Will reached into his inside pocket and brought out a block the size of a large brick, wrapped in linen. He was not an inquisitive fellow. In his business, those who pried stood a good chance of ending up dead. Still, he had taken a peek and had decided on balance that he’d best not speculate on why a block of chocolate was worth all this fuss. If the gentlemen wanted to ship the stuff over from the Americas and pay him to transport it by hand to London, then that was their prerogative. The quality knew how to mind their business; he need not mind it for them. He laid the parcel on the table next to the cheese.
‘Here it is.’
With deliberation, the man set a hardy ebony cane by one of the chairs. It was topped with a small silver fox’s head, discreet but distinctive. He picked up the brick and turned it over. His eyes gleamed.
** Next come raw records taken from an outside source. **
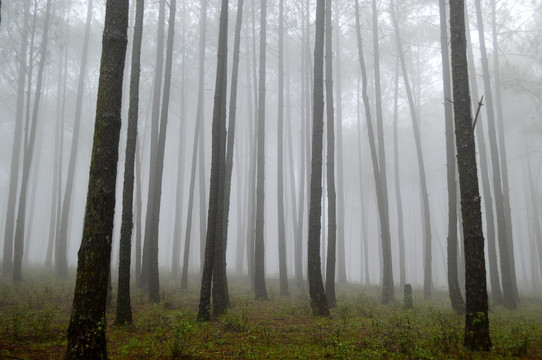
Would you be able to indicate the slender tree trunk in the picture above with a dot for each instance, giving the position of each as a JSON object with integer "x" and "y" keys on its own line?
{"x": 331, "y": 195}
{"x": 259, "y": 252}
{"x": 149, "y": 266}
{"x": 86, "y": 332}
{"x": 387, "y": 274}
{"x": 214, "y": 246}
{"x": 124, "y": 308}
{"x": 509, "y": 296}
{"x": 502, "y": 152}
{"x": 494, "y": 277}
{"x": 176, "y": 250}
{"x": 453, "y": 282}
{"x": 428, "y": 277}
{"x": 138, "y": 217}
{"x": 398, "y": 197}
{"x": 316, "y": 287}
{"x": 341, "y": 250}
{"x": 7, "y": 264}
{"x": 379, "y": 117}
{"x": 477, "y": 322}
{"x": 28, "y": 155}
{"x": 364, "y": 238}
{"x": 200, "y": 119}
{"x": 230, "y": 143}
{"x": 283, "y": 273}
{"x": 61, "y": 248}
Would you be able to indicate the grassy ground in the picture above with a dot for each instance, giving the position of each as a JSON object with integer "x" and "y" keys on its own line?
{"x": 34, "y": 317}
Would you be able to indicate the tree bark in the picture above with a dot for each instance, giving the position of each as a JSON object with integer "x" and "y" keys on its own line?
{"x": 477, "y": 322}
{"x": 61, "y": 260}
{"x": 494, "y": 276}
{"x": 509, "y": 296}
{"x": 428, "y": 277}
{"x": 86, "y": 332}
{"x": 331, "y": 194}
{"x": 149, "y": 266}
{"x": 27, "y": 158}
{"x": 214, "y": 247}
{"x": 124, "y": 308}
{"x": 453, "y": 282}
{"x": 283, "y": 273}
{"x": 7, "y": 264}
{"x": 316, "y": 287}
{"x": 387, "y": 275}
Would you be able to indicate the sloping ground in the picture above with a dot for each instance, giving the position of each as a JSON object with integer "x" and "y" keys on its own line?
{"x": 34, "y": 317}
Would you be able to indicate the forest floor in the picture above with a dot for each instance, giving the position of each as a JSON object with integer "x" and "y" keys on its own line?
{"x": 34, "y": 317}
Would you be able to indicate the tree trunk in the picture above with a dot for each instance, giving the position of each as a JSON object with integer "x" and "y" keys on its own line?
{"x": 200, "y": 119}
{"x": 176, "y": 249}
{"x": 502, "y": 152}
{"x": 61, "y": 248}
{"x": 149, "y": 265}
{"x": 387, "y": 275}
{"x": 453, "y": 282}
{"x": 331, "y": 195}
{"x": 7, "y": 264}
{"x": 223, "y": 236}
{"x": 214, "y": 247}
{"x": 477, "y": 323}
{"x": 316, "y": 287}
{"x": 283, "y": 273}
{"x": 508, "y": 282}
{"x": 86, "y": 332}
{"x": 124, "y": 308}
{"x": 28, "y": 155}
{"x": 428, "y": 277}
{"x": 341, "y": 250}
{"x": 259, "y": 252}
{"x": 494, "y": 277}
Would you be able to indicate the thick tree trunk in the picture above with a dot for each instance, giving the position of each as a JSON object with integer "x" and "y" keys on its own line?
{"x": 86, "y": 332}
{"x": 214, "y": 246}
{"x": 331, "y": 195}
{"x": 149, "y": 265}
{"x": 124, "y": 308}
{"x": 61, "y": 248}
{"x": 259, "y": 251}
{"x": 230, "y": 143}
{"x": 453, "y": 282}
{"x": 494, "y": 276}
{"x": 200, "y": 119}
{"x": 477, "y": 322}
{"x": 316, "y": 287}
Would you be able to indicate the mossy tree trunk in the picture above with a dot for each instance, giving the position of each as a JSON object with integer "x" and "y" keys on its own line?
{"x": 331, "y": 194}
{"x": 316, "y": 287}
{"x": 124, "y": 309}
{"x": 477, "y": 322}
{"x": 86, "y": 332}
{"x": 453, "y": 281}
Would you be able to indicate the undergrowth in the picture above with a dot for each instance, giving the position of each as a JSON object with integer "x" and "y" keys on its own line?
{"x": 34, "y": 317}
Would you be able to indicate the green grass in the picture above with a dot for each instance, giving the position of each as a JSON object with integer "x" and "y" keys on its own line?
{"x": 34, "y": 317}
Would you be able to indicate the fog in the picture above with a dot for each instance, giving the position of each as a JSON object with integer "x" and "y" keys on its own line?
{"x": 519, "y": 31}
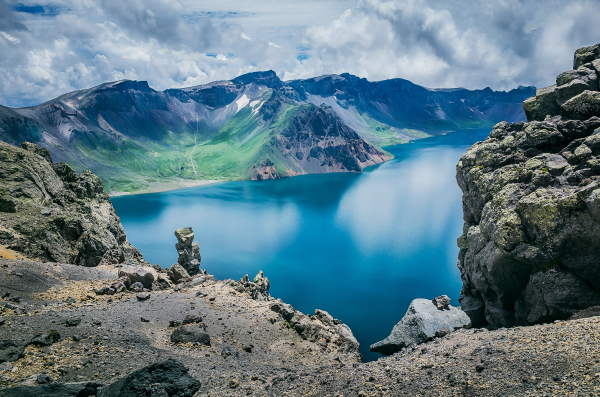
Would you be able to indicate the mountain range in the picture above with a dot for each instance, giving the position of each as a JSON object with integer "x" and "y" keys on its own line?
{"x": 255, "y": 126}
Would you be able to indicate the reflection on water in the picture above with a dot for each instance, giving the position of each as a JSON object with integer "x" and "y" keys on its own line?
{"x": 359, "y": 246}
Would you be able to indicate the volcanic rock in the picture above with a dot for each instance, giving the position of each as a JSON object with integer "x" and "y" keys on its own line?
{"x": 529, "y": 251}
{"x": 79, "y": 224}
{"x": 188, "y": 250}
{"x": 167, "y": 378}
{"x": 421, "y": 322}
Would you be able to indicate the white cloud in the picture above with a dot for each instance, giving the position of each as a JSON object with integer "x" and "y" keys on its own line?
{"x": 76, "y": 44}
{"x": 500, "y": 43}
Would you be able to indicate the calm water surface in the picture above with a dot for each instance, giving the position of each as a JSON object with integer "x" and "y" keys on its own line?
{"x": 360, "y": 246}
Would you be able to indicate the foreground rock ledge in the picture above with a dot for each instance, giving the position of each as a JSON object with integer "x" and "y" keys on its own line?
{"x": 422, "y": 322}
{"x": 530, "y": 251}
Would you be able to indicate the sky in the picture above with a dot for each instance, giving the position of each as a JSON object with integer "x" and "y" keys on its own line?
{"x": 51, "y": 47}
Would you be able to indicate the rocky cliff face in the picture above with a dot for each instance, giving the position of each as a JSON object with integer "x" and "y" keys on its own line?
{"x": 50, "y": 213}
{"x": 530, "y": 251}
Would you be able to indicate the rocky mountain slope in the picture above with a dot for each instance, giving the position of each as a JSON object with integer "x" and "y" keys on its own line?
{"x": 251, "y": 127}
{"x": 48, "y": 212}
{"x": 530, "y": 252}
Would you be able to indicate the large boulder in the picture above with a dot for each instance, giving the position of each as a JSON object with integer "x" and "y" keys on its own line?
{"x": 529, "y": 251}
{"x": 188, "y": 250}
{"x": 423, "y": 321}
{"x": 137, "y": 274}
{"x": 167, "y": 378}
{"x": 322, "y": 328}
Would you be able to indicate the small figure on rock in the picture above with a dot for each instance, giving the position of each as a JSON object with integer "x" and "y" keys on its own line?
{"x": 188, "y": 250}
{"x": 258, "y": 288}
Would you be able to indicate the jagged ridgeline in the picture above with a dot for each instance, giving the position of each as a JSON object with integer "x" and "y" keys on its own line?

‘Excellent. Well done, boy.’
‘I’m afraid there’s bad news, sir.’
‘Was there much of a fight?’ the man asked with a sigh.
Will shook his head and pulled out his knife, the sight of which answered the question – the blade was stained with a smear of dried blood.
‘He was for thieving it. Fucking thief.’
‘Why do they do it? We pay them well enough.’
Will didn’t reply. There was no need. He had no scruples about killing the captains employed by the Old Street Bridge Club if they did not keep their bargain. So far, two had become too greedy – one last year and the other only a few days before. Will had stabbed both men to death without compunction.
‘What we want is someone reliable.’ The gentleman paused. ‘Scum we can trust.’